Cassandra Chiu seems to attract controversy wherever she goes. Perhaps it began when Class95’s Joe Augustin called her an ‘a-hole’ on air in 2014; Chiu had stated on her Facebook page that she was the only person turned away from McDonalds’ free McMuffin day because it was ‘too crowded’ to accommodate her guide dog Esme.
Then there was the ‘Zara incident’. Chiu found herself in the middle of another online controversy a year later after a security guard had refused the duo into the store.
When Chiu approached a police station to make a report, she was turned away again, ostensibly for the same reason.
She’s even been called out on sites like STOMP for having the audacity to venture into a Tiffany’s to buy a gift for her mother—as if the blind weren’t allowed to buy pretty jewellery for themselves or otherwise.
Chiu’s advocacy for equal treatment of the disabled has drawn a harsh spotlight on her. People deride her for being entitled, for using her guide dog as a way to muscle in on places where she shouldn’t be. But Chiu thinks that the disquisition that surrounds her is hardly about Esme.
“I get a lot flak for speaking out, for bringing Esme with me everywhere, but that’s not the real issue,” she says.

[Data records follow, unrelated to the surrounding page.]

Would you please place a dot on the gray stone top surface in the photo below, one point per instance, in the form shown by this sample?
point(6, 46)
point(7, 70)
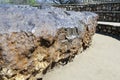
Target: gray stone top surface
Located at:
point(16, 18)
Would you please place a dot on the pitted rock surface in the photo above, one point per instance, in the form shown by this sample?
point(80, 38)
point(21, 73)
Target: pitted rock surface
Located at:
point(34, 40)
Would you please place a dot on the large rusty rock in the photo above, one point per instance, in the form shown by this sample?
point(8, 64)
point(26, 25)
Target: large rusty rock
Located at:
point(34, 40)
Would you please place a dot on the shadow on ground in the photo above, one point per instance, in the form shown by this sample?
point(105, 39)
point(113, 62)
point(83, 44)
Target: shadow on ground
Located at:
point(111, 35)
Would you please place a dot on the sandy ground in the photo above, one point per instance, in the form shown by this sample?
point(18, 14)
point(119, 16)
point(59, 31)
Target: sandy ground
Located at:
point(99, 62)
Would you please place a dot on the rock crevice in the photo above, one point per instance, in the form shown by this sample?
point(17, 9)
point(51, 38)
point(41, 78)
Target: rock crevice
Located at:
point(33, 40)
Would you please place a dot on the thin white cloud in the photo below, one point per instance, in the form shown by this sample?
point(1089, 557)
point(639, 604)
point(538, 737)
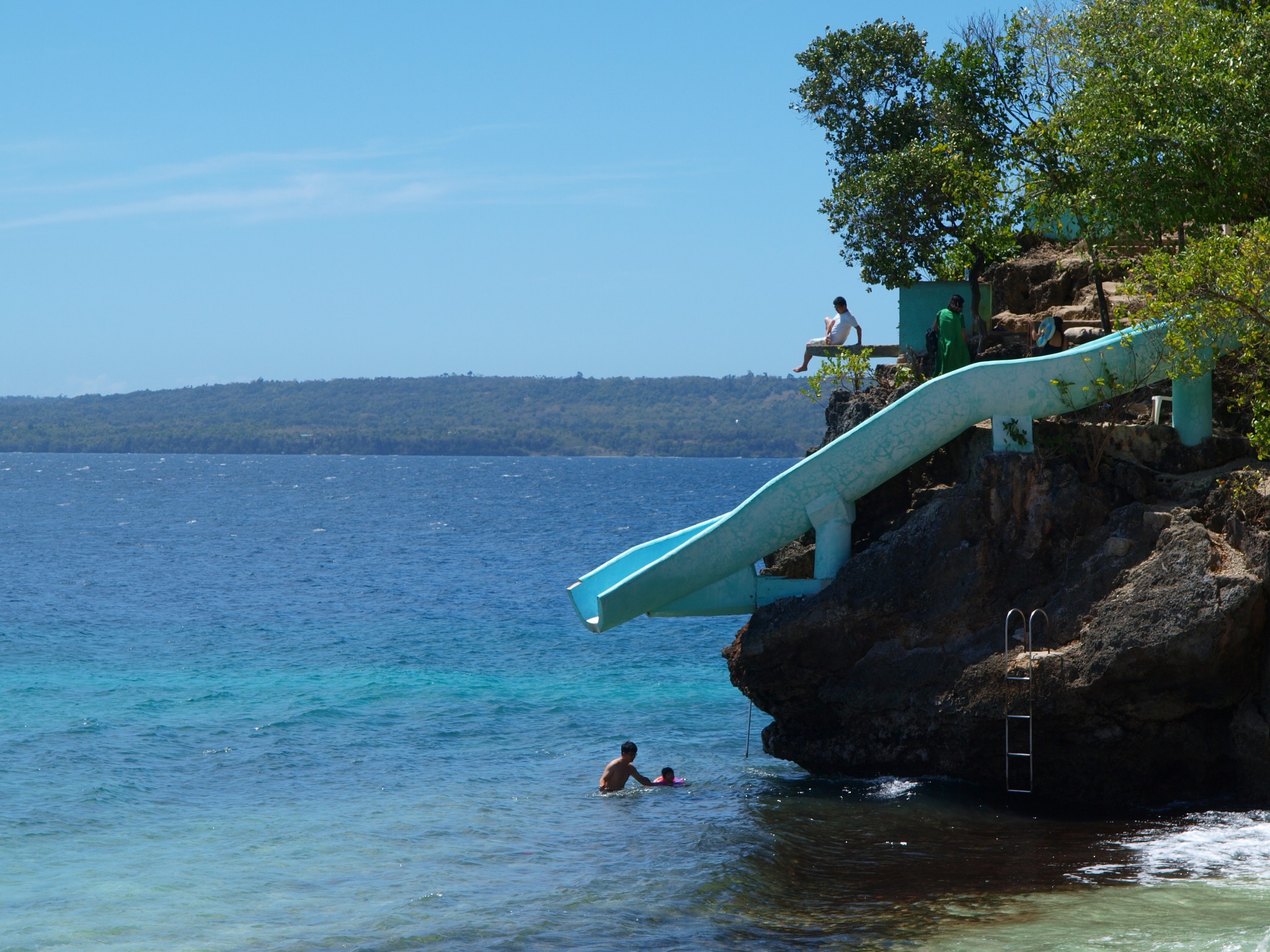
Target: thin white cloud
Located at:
point(326, 187)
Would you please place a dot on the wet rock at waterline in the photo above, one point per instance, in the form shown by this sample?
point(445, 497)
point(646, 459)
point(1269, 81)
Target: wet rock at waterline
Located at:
point(1155, 684)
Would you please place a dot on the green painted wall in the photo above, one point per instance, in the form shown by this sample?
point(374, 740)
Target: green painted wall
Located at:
point(926, 299)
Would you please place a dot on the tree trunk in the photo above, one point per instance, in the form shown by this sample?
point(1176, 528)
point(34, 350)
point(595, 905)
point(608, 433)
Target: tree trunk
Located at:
point(1096, 271)
point(977, 324)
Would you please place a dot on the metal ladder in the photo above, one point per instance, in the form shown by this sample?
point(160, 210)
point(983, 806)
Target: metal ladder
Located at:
point(1019, 748)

“The real issue is that people just aren’t comfortable when they see a disabled person going out and living their own lives.”
In their minds, the disabled must be mollycoddled, says Chiu, a certified psychotherapist who runs The Safe Harbour Counselling Centre. Those people think the disabled should be kept somewhere safe. More importantly, they should be kept quiet.
“Some people who help the disabled simply want us to shut up and take the good will that comes, and not to have a voice and opinion on what’s good for us,” she adds. “But I am most certainly not ornamental.”
In Chiu’s newly published memoirs, A Place for Us, she talks about the numerous setbacks and slights that she’s endured while advocating for the equal treatment of the disabled.
She notes that just 5 in 100 people with disabilities in Singapore are employed. And that’s not even to say what kind of employment they hold.
“The attitude that many employers have is that the disabled should just be thankful to have a job, whatever that job may be,” she says.
But while Singapore’s day-to-day treatment of the disabled is largely perfunctory, their inherent attitudes towards them remain dismal.
At 8, Chiu received the news that she was losing her sight to Stargardt disease. Nurses and doctors surrounded her, comforting the crying girl with platitudes. Don’t worry, girl, blind people can still be useful. They can still be masseuses, telephone operators, piano tuners. So many choices. But try telling that to an eight-year-old girl who had someday dreamt of becoming a supermodel or air stewardess.
For Chiu, she was determined not to let the disease get her down. She grew up with a full, storied adolescence, experimenting with makeup and fashion through trial-and-error, and sneaking out on the weekends to slink into the old Fire disco at Orchard Plaza with friends, memories that she recalls with giddy excitement in her memoirs. She would later put herself through university by busking. And when she learned that her graduate peers were earning twice as much as she was at their first jobs, she quit and set up her own counselling centre.
But Chiu knows that not everyone would react to such a diagnosis the way she did. Her book—which is also available in braille—does the dual job of educating everyday Singaporeans on how to be better allies, as well as empowering the disabled to lead full and happy lives.
“For starters, if we had better employment opportunities for the disabled, a lot of things would change,” she says. Earning a substantial keep would empower the disabled, give them independence. Eventually, Chiu hopes that it changes the way they are viewed by the public: from burdens to truly equal members of society.
“Many of the things that blind or disabled people want to do are possible,” says Chiu. “I mean, I could never be a surgeon, but for almost everything else!”
And that’s the message that Chiu and her four-legged messenger Elke (Esme’s new successor who has, in the course of the conversation, contented herself with gnawing on a worn bone before drifting into a pleasant slumber at Chiu’s feet) want to deliver to as many people as they can.